# Instructions
         
For Part A, you need to scrape IMDB web page to find out top movies sorted by user votes. For each movie, you need to pull :
- movie_id
- rank
- title 
- runtime
- year
- rating
- votes

The URL of an page that include movies released between 2018 and 2020 sorted by number of votes is: 

https://www.imdb.com/search/title/?title_type=feature&release_date=2018-01-01,2020-12-31&sort=num_votes,desc

Please click the URL and investigate how you can pull movie_id, rank, title,... from the webpage. 


**You need to write code after where I have <span style="color:red">'''  Your code here ...    '''.</span>**

***
Now let’s look at the read_m_from_html_string(url, num_of_m=50) function in detail. The parameter “num_of_m” in the function def read_m_from_html_string(url, num_of_m=50)
  represents the top number of movies you want to retrieve. For example, read_m_from_html_string(url,500) means that we want to extract top 500 movies released between, sorted by users' votes.

This function returns a list of dictionaries. Each dictionary represents one of the top movies, which could look like the following:

{
  
    'movie_id': 'tt7286456',
    'rank': '1.',
    'title': 'Joker',
    'runtime': 2h 2m,
    'year': '2019',
    'rating': '8.4',
    'votes': '1,421,777',
}


After you implement “read_m_from_html_string”, which will return a list of top movies, you need to export the movies list to a csv file.


***

After you done with scraping the needed data, you should clean and transform it as needed to make it ready for enriching the given "Movies.csv" dataset.
***

Finaly, export the enriched dataset to a CSV file:
Use the following naming convention: Project_3_PartA_Lastname.csv




In [2]:
import warnings
warnings.filterwarnings('ignore')
from bs4 import BeautifulSoup
import pandas as pd

***

## read_m_from_html_string

Inside this function, you need to write your code to pull the movies information from the provided Movies 500 HTML String text file.

For each movie, you need to pull :
- movie_id
- rank
- title 
- runtime
- year
- rating
- votes

To give examples on how to pull data from the web bage html string, I have included the code to pull the movie_id.
You need to inculde your code to pull the other needed movie information (title, rank, year, ......). You should have no missing values for each of the collected data.

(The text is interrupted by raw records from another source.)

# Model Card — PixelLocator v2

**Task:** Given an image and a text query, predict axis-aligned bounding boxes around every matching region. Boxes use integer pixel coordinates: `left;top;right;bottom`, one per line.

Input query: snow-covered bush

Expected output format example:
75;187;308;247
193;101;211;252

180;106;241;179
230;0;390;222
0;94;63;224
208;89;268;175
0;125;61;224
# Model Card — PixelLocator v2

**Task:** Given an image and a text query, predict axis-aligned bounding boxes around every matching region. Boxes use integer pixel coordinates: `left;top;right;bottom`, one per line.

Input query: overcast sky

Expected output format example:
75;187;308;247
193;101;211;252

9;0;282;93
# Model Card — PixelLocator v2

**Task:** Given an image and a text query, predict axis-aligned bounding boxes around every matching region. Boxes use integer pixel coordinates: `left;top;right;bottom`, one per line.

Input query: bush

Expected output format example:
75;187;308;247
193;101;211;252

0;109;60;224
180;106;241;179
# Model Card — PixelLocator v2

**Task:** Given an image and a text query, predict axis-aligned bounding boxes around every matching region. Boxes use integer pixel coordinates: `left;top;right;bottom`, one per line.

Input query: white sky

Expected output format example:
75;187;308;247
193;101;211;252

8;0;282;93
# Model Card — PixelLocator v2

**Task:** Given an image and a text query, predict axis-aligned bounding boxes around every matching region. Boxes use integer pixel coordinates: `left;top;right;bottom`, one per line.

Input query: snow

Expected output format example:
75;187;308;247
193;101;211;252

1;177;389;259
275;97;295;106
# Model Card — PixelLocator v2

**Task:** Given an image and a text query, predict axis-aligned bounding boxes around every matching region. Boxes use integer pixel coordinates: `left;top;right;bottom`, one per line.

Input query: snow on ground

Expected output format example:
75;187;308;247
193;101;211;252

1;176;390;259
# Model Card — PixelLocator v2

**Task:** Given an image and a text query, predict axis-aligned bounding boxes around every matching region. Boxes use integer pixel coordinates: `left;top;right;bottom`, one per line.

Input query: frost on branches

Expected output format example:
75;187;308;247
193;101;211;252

The URL of an page that include movies released between 2018 and 2020 sorted by number of votes is: 

https://www.imdb.com/search/title/?title_type=feature&release_date=2018-01-01,2020-12-31&sort=num_votes,desc

Please click the URL and investigate how you can pull movie_id, rank, title,... from the webpage using the Inspect option.



In [4]:
# This function, read a number of movies from a url html string. The default value is 50
def read_m_from_html_string(url, num_of_m=500):
    
    print(url)
    
    with open('TopVoted_500_Movies_HTML.txt', 'r', encoding="utf8") as file:
        html_string = file.read()   # to read the hmtl file as a string
        # I have included the Movies 500 HTML String.txt file in the project folder. Please take a look.
    
    # create a soup object
    soup = BeautifulSoup(html_string, "html.parser")
    '''
    Click the URL and investigate how you can pull movie_id, rank, title,... from the webpage.
    To investigate the html of a web page , For example:
    URL: https://www.imdb.com/search/title/?title_type=feature&release_date=2018-01-01,2020-12-31&sort=num_votes,desc
    Right-click anywhere on the webpage, and at the very bottom of the menu that pops up, 
    you will see "Inspect", Click on it.
    '''
    '''
    Fetching a div that includes all the movies. This can be done by using find and find_all functions.
    for example, find_all('div') will give you all divs on the page. Actually, 
    this find or find_all function can have two parameters,
    in the code below 'div' is the tag name and 'ipc-page-grid__item ipc-page-grid__item--span-2' is an attribute 
    value of the tag. You can also do movie_list = soup.find('div', 'ipc-page-grid__item ipc-page-grid__item--span-2'). 
    Here you explicitly say: I want to find a div with 
    attribute class = 'ipc-page-grid__item ipc-page-grid__item--span-2'.
    
    Since on each imdb page, there's only one div with class = 'lister-list', we can use find rather than find_all. 
    Find_all will return a list of div tags, while find() will return only one div.
   '''     
    movie_list = soup.find('div', 'ipc-page-grid__item ipc-page-grid__item--span-2') 
    # this div contains all the listed movies in the requested html web page string.
    
    list_movies = [] # initialize the function return value, which is a list of movies. 
                     # This list will contains the scraped data transformed to a structured format.
    
    # Using count track the number of movies processed. now it's 0 - No movie has been processed yet.
    count = 0
    
    # each movie listed in a div with attribute value 'ipc-metadata-list-summary-item'.
    divs=  movie_list.find_all('li','ipc-metadata-list-summary-item') # To find all the listed movies in the page.
    for d in divs:
        dict_each_movie = {}  # initialize the movie dictionary to store the movie information.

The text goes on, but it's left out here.